Keep your tools in good order. You cannot do nice, fine, clean work with a dull tool. A sharp tool will make a clean cut, but a dull edge will tear or crush the fibres and not leave a clean-cut surface. You can work so much more easily and quickly as well as satisfactorily with sharp tools that the time it takes to keep them in order is much less than you lose in working with dull ones, not to speak of the waste of strength and temper.

I assume that you will not attempt to sharpen your tools yourselves until you have had considerable experience in using them; for sharpening tools (particularly saws and planes) is very hard for boys and amateurs, and not easy to learn from a book. So, until then, be sure to have them sharpened whenever they become dull. The expense is but slight, and it is much better to have fewer tools kept sharp than to spend the money for more tools and have them dull. When you get to the point of sharpening your tools, one lesson from a practical workman or even a little time spent in watching the operations (which you can do easily) will help you more than reading many pages from any book. So I advise you to get instruction in sharpening from some practical workman, - not at first, but after you have got quite handy with the tools. You can easily do this at little or no expense. For further points, see Sharpening, in Part V.

1 There are many reliable makers of tools. Among them the following can be named, and their tools can be obtained almost anywhere : Saws - Henry Disston. Chisels and gouges - Moulson Bros.; Buck Bros. Planes - Stanley ; Moulson Bros, (plane-irons) ; Wm. Butcher (do.); Buck Bros, (do.) Files- P. S. Stubs. Rules and squares, levels, gauges, spoke-shaves, etc. - Stanley Rule & Level Co. Braces - Barber. Bits - Jennings. Knives (sloid) - Taylor. Carving tools - Addis ; Buck ; Taylor.
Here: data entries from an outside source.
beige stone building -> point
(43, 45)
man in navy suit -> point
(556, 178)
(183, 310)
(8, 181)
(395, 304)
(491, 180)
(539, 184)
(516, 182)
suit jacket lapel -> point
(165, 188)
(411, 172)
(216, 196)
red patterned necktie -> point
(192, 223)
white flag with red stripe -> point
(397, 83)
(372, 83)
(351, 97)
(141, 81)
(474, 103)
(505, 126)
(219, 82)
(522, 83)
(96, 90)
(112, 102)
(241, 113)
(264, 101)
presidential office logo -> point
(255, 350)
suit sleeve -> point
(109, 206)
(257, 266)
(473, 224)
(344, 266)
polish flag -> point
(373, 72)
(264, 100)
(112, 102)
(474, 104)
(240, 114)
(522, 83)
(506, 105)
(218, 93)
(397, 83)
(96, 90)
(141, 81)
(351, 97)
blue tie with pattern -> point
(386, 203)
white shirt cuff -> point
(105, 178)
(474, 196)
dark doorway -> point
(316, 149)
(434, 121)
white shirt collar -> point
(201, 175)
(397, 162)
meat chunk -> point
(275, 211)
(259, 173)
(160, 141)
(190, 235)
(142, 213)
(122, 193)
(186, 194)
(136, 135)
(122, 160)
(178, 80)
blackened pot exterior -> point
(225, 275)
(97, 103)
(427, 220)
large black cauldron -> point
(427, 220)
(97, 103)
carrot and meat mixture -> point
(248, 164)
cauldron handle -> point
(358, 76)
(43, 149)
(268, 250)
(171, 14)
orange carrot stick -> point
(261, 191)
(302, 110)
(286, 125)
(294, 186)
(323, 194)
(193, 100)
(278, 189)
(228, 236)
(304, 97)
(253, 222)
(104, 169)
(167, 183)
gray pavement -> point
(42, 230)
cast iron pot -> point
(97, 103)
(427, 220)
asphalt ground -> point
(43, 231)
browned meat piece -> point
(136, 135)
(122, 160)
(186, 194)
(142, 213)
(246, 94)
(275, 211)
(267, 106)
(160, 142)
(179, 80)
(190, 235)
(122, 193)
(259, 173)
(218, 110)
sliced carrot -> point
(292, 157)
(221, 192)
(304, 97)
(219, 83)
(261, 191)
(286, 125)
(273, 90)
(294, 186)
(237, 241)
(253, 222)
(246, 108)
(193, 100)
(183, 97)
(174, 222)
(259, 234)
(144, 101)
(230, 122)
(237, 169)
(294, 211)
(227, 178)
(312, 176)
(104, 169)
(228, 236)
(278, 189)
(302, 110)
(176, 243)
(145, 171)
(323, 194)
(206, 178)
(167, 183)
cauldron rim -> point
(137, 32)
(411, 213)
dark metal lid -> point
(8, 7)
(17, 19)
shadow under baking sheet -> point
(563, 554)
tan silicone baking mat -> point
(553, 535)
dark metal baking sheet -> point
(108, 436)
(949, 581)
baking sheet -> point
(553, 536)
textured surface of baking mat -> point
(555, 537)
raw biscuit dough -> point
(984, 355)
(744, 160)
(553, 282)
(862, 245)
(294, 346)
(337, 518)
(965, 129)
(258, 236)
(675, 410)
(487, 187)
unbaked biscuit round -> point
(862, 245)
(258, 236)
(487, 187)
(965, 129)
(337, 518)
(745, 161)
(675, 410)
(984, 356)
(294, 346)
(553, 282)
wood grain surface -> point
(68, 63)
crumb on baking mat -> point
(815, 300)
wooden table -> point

It is a good plan to soak tool handles, mallets, and wooden planes, when new, for a week or so in raw linseed oil and then rub them with a soft rag every day or two for a while. If you use wooden planes give them a good soaking. They will absorb much oil and work more freely and smoothly. You can save tool handles from being split by pounding, by sawing the ends off square and fastening on two round disks of sole-leather in the way adopted by shoemakers. If there is any tendency to dampness in your shop the steel and iron parts of the tools should be greased with a little fat, - tallow, lard, wax, vaseline, - or some anti-rust preparation.